Update README.md

lewtun · web-flow · commit dbfb32412443 · 2022-12-21T09:44:35.000+01:00
diff --git a/unit3/README.md b/unit3/README.md
@@ -42,7 +42,7 @@ _Diagram showing the text encoding process which transforms the input prompt int
 
 For this to work, we need to create a numeric representation of the text that captures relevant information about what it describes. To do this, SD leverages a pre-trained transformer model based on something called CLIP. CLIP's text encoder was designed to process image captions into a form that could be used to compare images and text, so it is well suited to the task of creating useful representations from image descriptions. An input prompt is first tokenized (based on a large vocabulary where each word or sub-word is assigned a specific token) and then fed through the CLIP text encoder, producing a 768-dimensional (in the case of SD 1.X) or 1024-dimensional (SD 2.X) vector for each token. To keep things consistent prompts are always padded/truncated to be 77 tokens long, and so the final representation which we use as conditioning is a tensor of shape 77x1024 per prompt.
 
-![conditioning diagram](sd_UNet_color.png)

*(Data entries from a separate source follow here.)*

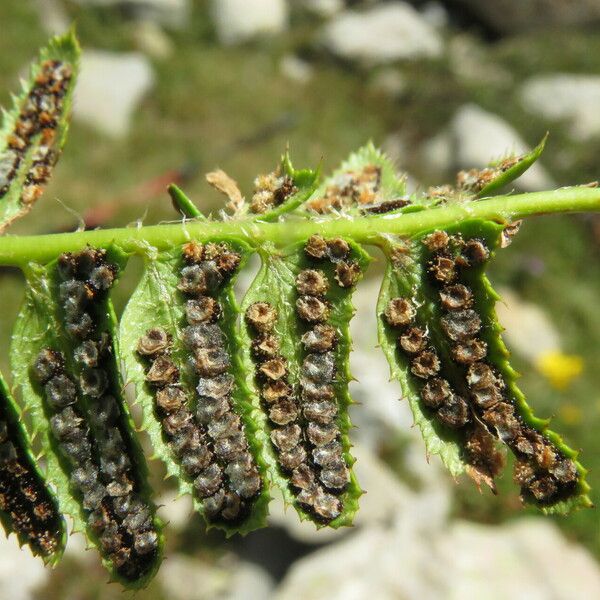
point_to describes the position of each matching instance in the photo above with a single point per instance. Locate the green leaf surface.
(390, 185)
(305, 181)
(404, 278)
(156, 302)
(19, 194)
(53, 527)
(407, 277)
(275, 284)
(508, 170)
(40, 325)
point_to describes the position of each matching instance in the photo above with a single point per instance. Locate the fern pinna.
(240, 399)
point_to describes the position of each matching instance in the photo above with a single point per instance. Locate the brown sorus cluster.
(210, 445)
(270, 191)
(24, 497)
(102, 465)
(474, 180)
(39, 117)
(543, 473)
(293, 434)
(353, 188)
(323, 478)
(437, 394)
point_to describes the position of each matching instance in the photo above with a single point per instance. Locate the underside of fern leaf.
(238, 400)
(34, 130)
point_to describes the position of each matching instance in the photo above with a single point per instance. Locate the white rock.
(240, 20)
(437, 152)
(176, 510)
(20, 572)
(109, 89)
(173, 13)
(478, 136)
(151, 39)
(435, 14)
(186, 578)
(389, 81)
(575, 98)
(296, 69)
(526, 560)
(323, 8)
(384, 33)
(528, 329)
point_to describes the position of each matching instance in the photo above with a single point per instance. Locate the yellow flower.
(560, 369)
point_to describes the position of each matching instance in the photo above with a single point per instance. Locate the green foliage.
(282, 420)
(34, 131)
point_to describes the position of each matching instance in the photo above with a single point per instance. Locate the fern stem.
(19, 250)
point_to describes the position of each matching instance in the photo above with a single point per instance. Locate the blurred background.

+![conditioning diagram](sd_unet_color.png)
 
 OK, so how do we actually feed this conditioning information into the UNet for it to use as it makes predictions? The answer is something called cross-attention. Scattered throughout the UNet are cross-attention layers. Each spatial location in the UNet can 'attend' to different tokens in the text conditioning, bringing in relevant information from the prompt. The diagram above shows how this text conditioning (as well as timestep-based conditioning) is fed in at different points. As you can see, at every level the UNet has ample opportunity to make use of this conditioning!